The paper batteries could meet the energy demands of the next generation gadgets. A paper battery is a flexible, ultra-thin energy storage and production device formed by combining carbon nanotubes with a conventional sheet of cellulose-based paper. A paper battery acts as both a high-energy battery and super capacitor, combining two components that are separate in traditional electronics. This combination allows the battery to provide both long-term, steady power production and bursts of energy. Non-toxic, flexible paper batteries have the potential to power the next generation of electronics, medical devices and hybrid vehicles, allowing for radical new designs and medical technologies.
An electric battery is a device consisting of one or more electrochemical cells that convert stored chemical energy into electrical energy. Each cell contains a positive terminal, or cathode, and a negative terminal, or anode. Electrolytes allow ions to move between the electrodes and terminals, which allows current to flow out of the battery to perform work.

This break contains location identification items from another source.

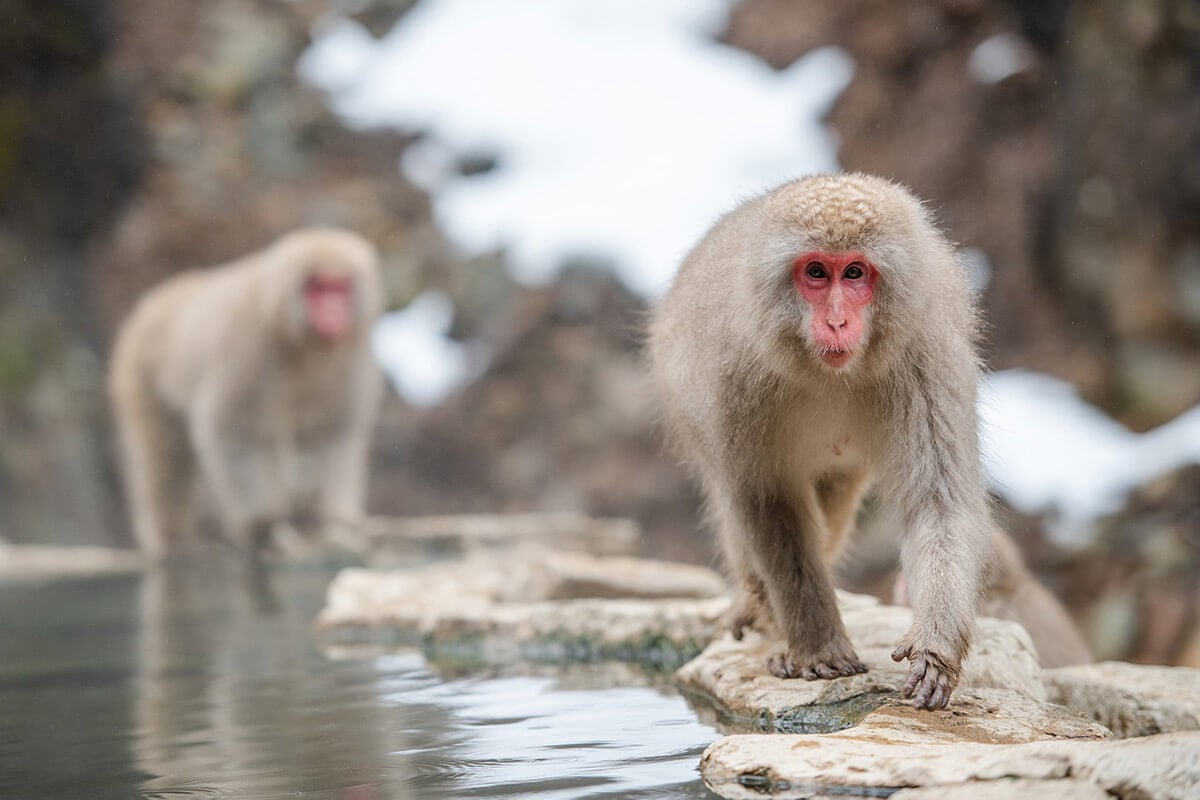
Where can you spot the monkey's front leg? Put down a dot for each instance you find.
(785, 549)
(942, 563)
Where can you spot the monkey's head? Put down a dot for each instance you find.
(841, 254)
(327, 284)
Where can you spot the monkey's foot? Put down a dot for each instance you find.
(838, 661)
(930, 679)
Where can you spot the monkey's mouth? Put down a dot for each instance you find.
(837, 359)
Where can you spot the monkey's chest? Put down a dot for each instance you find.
(826, 441)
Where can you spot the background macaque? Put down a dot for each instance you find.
(819, 341)
(1012, 591)
(257, 378)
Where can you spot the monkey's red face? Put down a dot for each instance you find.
(329, 300)
(838, 288)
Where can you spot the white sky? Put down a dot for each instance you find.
(622, 130)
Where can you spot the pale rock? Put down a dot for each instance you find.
(405, 541)
(858, 762)
(1129, 699)
(503, 608)
(1008, 789)
(735, 674)
(45, 561)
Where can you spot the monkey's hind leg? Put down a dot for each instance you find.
(785, 547)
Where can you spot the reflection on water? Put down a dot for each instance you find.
(196, 685)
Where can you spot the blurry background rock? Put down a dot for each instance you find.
(139, 138)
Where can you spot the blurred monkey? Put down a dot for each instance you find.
(257, 379)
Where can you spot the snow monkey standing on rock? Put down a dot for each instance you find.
(257, 378)
(820, 341)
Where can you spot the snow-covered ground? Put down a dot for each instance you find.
(621, 130)
(1047, 450)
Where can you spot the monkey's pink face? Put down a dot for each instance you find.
(329, 300)
(838, 288)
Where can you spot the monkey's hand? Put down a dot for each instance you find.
(835, 660)
(930, 678)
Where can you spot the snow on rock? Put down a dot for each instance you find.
(1048, 451)
(619, 130)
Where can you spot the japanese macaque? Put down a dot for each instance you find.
(1012, 591)
(819, 342)
(256, 380)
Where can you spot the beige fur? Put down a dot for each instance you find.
(216, 376)
(784, 445)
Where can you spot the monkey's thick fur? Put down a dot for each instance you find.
(217, 377)
(785, 445)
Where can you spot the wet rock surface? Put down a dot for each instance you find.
(1011, 731)
(841, 764)
(532, 605)
(396, 541)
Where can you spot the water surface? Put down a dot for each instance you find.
(201, 684)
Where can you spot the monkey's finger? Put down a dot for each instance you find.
(941, 697)
(827, 672)
(915, 677)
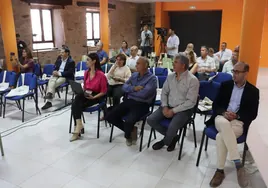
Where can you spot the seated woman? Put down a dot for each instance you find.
(117, 76)
(193, 66)
(124, 49)
(95, 87)
(26, 63)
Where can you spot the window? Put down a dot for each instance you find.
(42, 29)
(93, 27)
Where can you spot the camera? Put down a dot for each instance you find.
(162, 31)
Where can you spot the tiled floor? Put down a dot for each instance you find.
(41, 156)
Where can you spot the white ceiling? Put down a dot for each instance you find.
(150, 1)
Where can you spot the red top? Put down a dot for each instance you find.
(98, 83)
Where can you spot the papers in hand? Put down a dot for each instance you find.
(205, 105)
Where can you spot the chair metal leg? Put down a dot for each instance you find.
(4, 110)
(206, 146)
(111, 134)
(23, 105)
(1, 146)
(150, 137)
(154, 135)
(193, 123)
(66, 94)
(142, 131)
(201, 147)
(98, 129)
(244, 153)
(182, 140)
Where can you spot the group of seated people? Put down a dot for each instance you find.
(235, 107)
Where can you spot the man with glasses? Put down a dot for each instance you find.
(235, 107)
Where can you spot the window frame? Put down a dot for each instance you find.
(92, 25)
(43, 41)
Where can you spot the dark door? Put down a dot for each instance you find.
(197, 27)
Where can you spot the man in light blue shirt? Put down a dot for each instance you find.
(141, 91)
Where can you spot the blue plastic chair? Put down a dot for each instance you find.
(222, 77)
(211, 132)
(143, 119)
(48, 70)
(208, 89)
(11, 79)
(166, 122)
(31, 81)
(96, 108)
(159, 71)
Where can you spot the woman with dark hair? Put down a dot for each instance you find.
(193, 66)
(26, 63)
(95, 88)
(124, 49)
(117, 76)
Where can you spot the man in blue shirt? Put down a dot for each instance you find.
(141, 91)
(101, 53)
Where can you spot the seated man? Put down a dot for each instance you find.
(179, 95)
(64, 70)
(141, 91)
(132, 60)
(206, 64)
(229, 65)
(235, 107)
(103, 56)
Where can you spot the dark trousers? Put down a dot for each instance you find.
(116, 92)
(177, 122)
(146, 50)
(132, 110)
(80, 103)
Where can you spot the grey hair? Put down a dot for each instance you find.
(146, 61)
(183, 59)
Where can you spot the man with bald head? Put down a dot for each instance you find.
(140, 92)
(235, 107)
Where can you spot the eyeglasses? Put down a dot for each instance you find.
(237, 71)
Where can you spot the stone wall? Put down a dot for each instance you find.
(70, 27)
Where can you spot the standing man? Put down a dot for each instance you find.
(235, 107)
(103, 56)
(132, 60)
(146, 41)
(178, 97)
(229, 65)
(224, 55)
(64, 71)
(21, 45)
(172, 44)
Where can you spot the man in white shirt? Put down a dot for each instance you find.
(132, 60)
(206, 64)
(146, 41)
(229, 65)
(224, 55)
(172, 44)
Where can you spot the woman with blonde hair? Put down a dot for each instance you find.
(193, 66)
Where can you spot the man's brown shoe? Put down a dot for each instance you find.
(217, 179)
(242, 177)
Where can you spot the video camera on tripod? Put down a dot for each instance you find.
(162, 32)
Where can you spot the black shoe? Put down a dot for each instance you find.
(47, 106)
(172, 145)
(158, 145)
(49, 96)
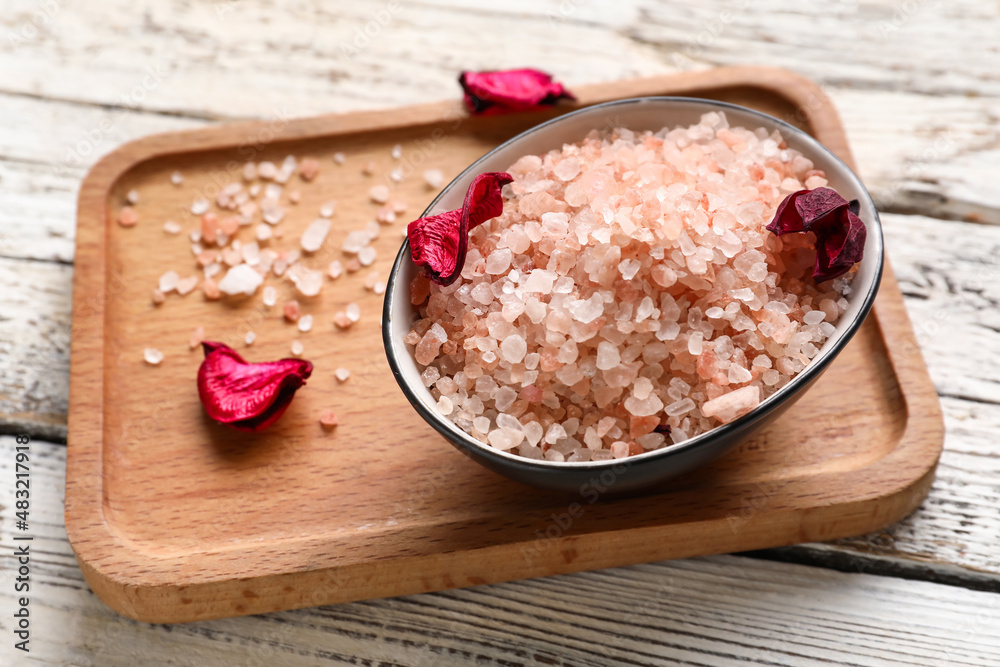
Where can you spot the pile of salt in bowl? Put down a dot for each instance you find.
(629, 296)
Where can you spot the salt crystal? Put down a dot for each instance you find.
(504, 438)
(554, 433)
(504, 398)
(327, 209)
(814, 317)
(308, 282)
(379, 194)
(695, 343)
(187, 285)
(241, 279)
(315, 234)
(168, 282)
(445, 406)
(679, 408)
(498, 261)
(729, 406)
(513, 348)
(643, 407)
(629, 268)
(607, 356)
(540, 280)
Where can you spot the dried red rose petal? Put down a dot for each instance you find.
(439, 242)
(840, 233)
(247, 396)
(505, 91)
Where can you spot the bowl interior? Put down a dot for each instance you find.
(652, 113)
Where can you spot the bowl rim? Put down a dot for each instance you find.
(806, 376)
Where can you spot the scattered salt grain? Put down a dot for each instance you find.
(434, 178)
(308, 169)
(315, 234)
(187, 285)
(168, 282)
(379, 194)
(152, 356)
(240, 279)
(328, 420)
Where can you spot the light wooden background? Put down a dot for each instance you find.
(917, 84)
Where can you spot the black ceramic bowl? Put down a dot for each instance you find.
(644, 470)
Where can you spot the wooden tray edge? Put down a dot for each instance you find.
(86, 527)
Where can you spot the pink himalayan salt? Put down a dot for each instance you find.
(635, 271)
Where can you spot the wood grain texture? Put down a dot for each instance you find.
(143, 458)
(718, 611)
(898, 90)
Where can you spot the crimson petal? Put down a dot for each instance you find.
(247, 396)
(839, 247)
(840, 233)
(439, 242)
(488, 93)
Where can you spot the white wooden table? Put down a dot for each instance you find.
(917, 84)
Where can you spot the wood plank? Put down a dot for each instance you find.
(722, 610)
(34, 347)
(129, 518)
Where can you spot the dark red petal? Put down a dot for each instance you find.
(839, 246)
(819, 208)
(439, 242)
(840, 233)
(787, 219)
(247, 396)
(510, 90)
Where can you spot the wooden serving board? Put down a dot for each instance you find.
(174, 518)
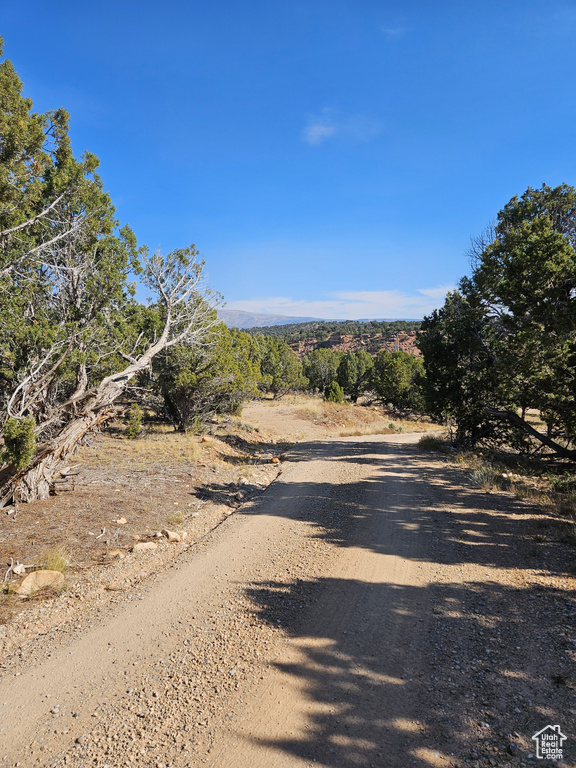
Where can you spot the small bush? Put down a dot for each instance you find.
(7, 609)
(431, 443)
(334, 393)
(19, 441)
(134, 426)
(57, 559)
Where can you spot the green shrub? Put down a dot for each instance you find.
(19, 441)
(431, 443)
(134, 426)
(484, 477)
(334, 393)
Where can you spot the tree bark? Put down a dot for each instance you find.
(34, 481)
(546, 440)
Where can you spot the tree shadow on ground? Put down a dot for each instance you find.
(489, 664)
(486, 528)
(481, 680)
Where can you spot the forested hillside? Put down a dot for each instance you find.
(347, 335)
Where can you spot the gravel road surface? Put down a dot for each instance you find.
(366, 610)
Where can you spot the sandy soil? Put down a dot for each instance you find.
(367, 609)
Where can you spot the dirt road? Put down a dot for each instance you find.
(367, 610)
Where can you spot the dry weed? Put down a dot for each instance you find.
(176, 517)
(55, 559)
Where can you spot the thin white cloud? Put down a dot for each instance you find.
(330, 123)
(318, 131)
(394, 32)
(437, 293)
(351, 305)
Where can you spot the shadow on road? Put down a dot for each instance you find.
(447, 673)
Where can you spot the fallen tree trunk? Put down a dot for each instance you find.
(34, 481)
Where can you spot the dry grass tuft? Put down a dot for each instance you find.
(356, 420)
(55, 559)
(176, 517)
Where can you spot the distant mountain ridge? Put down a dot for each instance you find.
(236, 318)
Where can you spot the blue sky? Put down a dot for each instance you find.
(329, 158)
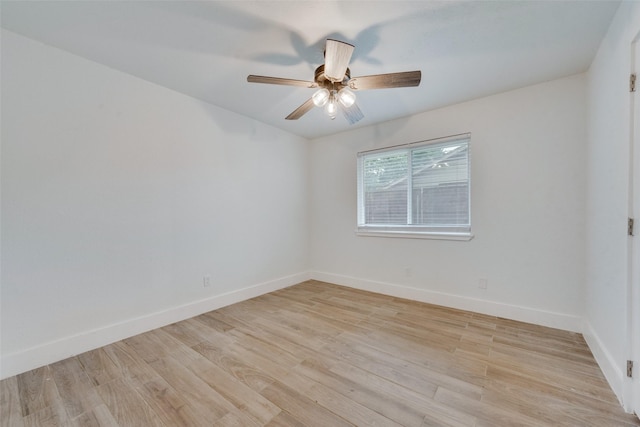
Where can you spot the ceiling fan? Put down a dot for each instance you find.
(335, 84)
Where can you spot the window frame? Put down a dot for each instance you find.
(462, 232)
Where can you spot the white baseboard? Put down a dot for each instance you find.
(524, 314)
(41, 355)
(607, 363)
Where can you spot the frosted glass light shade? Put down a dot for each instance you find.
(321, 97)
(331, 108)
(346, 97)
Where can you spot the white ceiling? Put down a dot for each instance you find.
(206, 49)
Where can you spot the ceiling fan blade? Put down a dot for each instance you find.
(301, 110)
(352, 113)
(383, 81)
(337, 55)
(280, 81)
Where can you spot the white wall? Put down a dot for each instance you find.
(118, 196)
(608, 196)
(528, 199)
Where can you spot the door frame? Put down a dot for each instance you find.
(633, 299)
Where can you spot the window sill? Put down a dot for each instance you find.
(464, 236)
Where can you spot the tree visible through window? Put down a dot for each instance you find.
(418, 188)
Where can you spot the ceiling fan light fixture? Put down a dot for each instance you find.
(331, 108)
(346, 97)
(321, 97)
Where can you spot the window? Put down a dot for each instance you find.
(416, 190)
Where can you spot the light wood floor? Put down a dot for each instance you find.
(322, 355)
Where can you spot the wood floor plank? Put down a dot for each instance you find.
(126, 406)
(98, 366)
(37, 390)
(246, 400)
(10, 410)
(206, 402)
(309, 413)
(100, 416)
(76, 390)
(318, 354)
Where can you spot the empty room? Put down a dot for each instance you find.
(319, 213)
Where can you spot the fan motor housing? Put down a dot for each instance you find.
(322, 80)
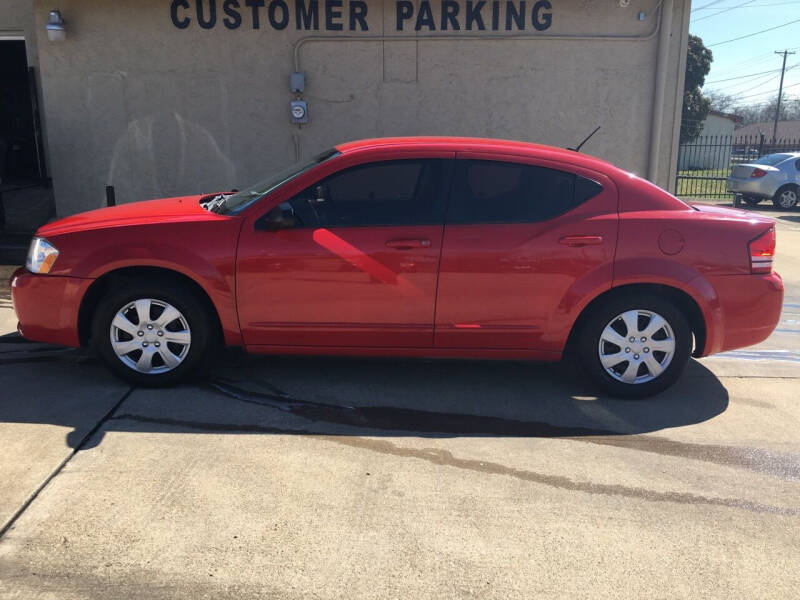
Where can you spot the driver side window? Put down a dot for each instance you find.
(397, 192)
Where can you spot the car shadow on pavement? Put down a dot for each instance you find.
(336, 396)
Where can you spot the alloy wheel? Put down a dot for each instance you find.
(150, 336)
(636, 346)
(787, 199)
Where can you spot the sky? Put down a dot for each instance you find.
(751, 60)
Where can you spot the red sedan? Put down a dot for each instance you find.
(419, 247)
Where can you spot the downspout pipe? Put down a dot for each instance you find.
(658, 94)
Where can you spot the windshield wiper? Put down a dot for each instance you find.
(216, 204)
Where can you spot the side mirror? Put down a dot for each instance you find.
(280, 217)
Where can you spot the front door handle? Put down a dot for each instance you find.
(578, 241)
(408, 244)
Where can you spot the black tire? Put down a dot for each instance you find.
(165, 291)
(600, 316)
(786, 197)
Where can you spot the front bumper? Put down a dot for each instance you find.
(759, 188)
(748, 311)
(47, 306)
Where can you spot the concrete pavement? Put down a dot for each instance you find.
(327, 478)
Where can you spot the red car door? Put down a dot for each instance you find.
(351, 261)
(523, 240)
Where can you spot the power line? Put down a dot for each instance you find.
(756, 6)
(724, 11)
(762, 93)
(706, 5)
(742, 76)
(741, 37)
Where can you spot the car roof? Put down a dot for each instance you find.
(469, 144)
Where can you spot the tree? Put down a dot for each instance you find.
(695, 104)
(720, 101)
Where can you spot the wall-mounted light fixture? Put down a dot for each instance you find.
(56, 28)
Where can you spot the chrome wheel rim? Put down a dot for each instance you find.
(636, 346)
(788, 199)
(150, 336)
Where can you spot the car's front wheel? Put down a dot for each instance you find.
(786, 197)
(151, 334)
(634, 346)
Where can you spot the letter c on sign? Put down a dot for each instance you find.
(173, 12)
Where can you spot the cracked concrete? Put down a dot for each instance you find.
(330, 478)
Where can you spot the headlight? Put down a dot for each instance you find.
(41, 256)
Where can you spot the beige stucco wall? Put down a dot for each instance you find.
(134, 102)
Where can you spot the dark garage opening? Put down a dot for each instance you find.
(25, 196)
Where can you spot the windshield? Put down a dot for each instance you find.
(771, 159)
(241, 200)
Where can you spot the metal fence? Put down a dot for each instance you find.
(705, 163)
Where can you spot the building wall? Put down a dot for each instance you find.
(155, 109)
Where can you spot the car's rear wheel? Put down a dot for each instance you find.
(634, 346)
(751, 200)
(786, 197)
(151, 334)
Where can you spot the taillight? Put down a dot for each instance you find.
(762, 249)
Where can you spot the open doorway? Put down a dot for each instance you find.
(19, 152)
(26, 200)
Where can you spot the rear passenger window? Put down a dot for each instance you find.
(398, 192)
(499, 192)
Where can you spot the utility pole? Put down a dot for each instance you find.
(780, 93)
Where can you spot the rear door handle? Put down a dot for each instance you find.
(578, 241)
(408, 244)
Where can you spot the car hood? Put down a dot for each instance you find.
(183, 208)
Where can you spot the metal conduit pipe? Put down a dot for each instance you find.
(495, 38)
(658, 94)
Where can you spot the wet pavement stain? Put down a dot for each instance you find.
(387, 418)
(447, 459)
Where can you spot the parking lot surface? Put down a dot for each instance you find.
(350, 478)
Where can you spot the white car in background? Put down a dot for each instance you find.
(775, 176)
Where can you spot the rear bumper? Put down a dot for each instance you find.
(748, 310)
(750, 187)
(47, 306)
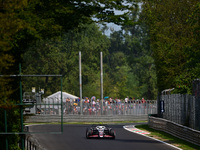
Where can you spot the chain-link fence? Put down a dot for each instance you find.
(72, 107)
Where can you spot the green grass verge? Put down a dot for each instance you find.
(163, 136)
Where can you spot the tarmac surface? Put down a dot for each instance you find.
(73, 138)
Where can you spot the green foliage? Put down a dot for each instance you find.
(25, 22)
(172, 28)
(60, 56)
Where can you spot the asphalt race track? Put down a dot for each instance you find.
(73, 138)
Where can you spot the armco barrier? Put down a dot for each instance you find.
(32, 144)
(82, 118)
(175, 129)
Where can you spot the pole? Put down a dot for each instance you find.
(21, 110)
(80, 81)
(5, 115)
(61, 108)
(101, 66)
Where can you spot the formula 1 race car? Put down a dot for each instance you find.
(100, 131)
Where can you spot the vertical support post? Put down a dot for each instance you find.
(61, 108)
(21, 109)
(6, 130)
(101, 66)
(80, 81)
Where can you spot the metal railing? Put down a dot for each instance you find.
(136, 107)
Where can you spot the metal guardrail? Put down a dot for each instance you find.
(180, 131)
(94, 109)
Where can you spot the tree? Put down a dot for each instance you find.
(23, 22)
(61, 55)
(172, 42)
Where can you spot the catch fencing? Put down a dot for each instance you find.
(136, 107)
(181, 109)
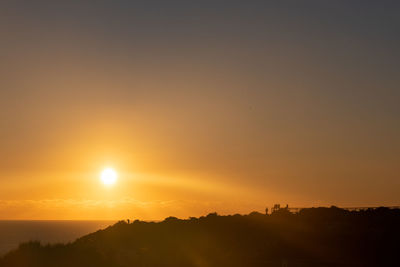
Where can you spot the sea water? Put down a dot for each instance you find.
(12, 233)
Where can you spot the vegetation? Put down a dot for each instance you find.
(311, 237)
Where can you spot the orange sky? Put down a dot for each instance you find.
(199, 108)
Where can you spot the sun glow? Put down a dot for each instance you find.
(109, 176)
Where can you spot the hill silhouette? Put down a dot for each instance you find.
(311, 237)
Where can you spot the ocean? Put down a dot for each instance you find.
(12, 233)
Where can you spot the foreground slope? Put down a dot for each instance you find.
(312, 237)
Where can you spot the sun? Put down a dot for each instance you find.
(109, 176)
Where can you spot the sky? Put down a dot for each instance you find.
(200, 106)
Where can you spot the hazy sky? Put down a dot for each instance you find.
(201, 106)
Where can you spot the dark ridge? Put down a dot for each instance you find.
(310, 237)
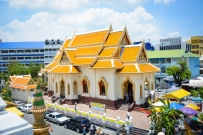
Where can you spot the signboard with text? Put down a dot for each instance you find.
(98, 106)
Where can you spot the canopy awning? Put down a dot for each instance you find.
(14, 110)
(178, 94)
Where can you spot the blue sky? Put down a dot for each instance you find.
(37, 20)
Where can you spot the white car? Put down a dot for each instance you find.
(26, 108)
(19, 103)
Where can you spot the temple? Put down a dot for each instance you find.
(101, 66)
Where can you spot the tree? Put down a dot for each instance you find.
(166, 118)
(6, 93)
(34, 69)
(179, 72)
(16, 68)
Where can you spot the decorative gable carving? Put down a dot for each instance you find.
(64, 58)
(31, 82)
(117, 53)
(142, 56)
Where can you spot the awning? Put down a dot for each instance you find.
(178, 94)
(14, 110)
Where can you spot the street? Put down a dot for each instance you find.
(60, 130)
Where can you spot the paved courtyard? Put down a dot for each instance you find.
(140, 120)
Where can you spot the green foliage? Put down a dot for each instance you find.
(6, 94)
(166, 118)
(197, 93)
(179, 72)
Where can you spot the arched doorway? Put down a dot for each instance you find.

Batteries convert chemical energy directly to electrical energy. A battery consists of some number of voltaic cells. Each cell consists of connected in series by a conductive electrolyte containing anions and cations. One half-cell includes electrolyte and the negative electrode, the electrode to which anions (negatively charged ions) migrate; the other half-cell includes electrolyte and the positive electrode to which cations (positively charged ions) migrate. Redox reactions power the battery. Cations are reduced (electrons are added) at the cathode during charging, while anions are oxidized (electrons are removed) at the anode during discharge.
Primary (single-use or "disposable") batteries are used once and discarded; the electrode materials are irreversibly changed during discharge. Common examples are the alkaline battery used for flashlights and a multitude of portable devices. Secondary (rechargeable batteries) can be discharged and recharged multiple times; the original composition of the electrodes can be restored by reverse current. Examples include the lead-acid batteries used in vehicles and lithium ion batteries used for portable electronics. Batteries come in many shapes and sizes, from miniature cells used to power hearing aids and wristwatches to battery banks the size of rooms that provide standby power for telephone exchanges and computer data centers.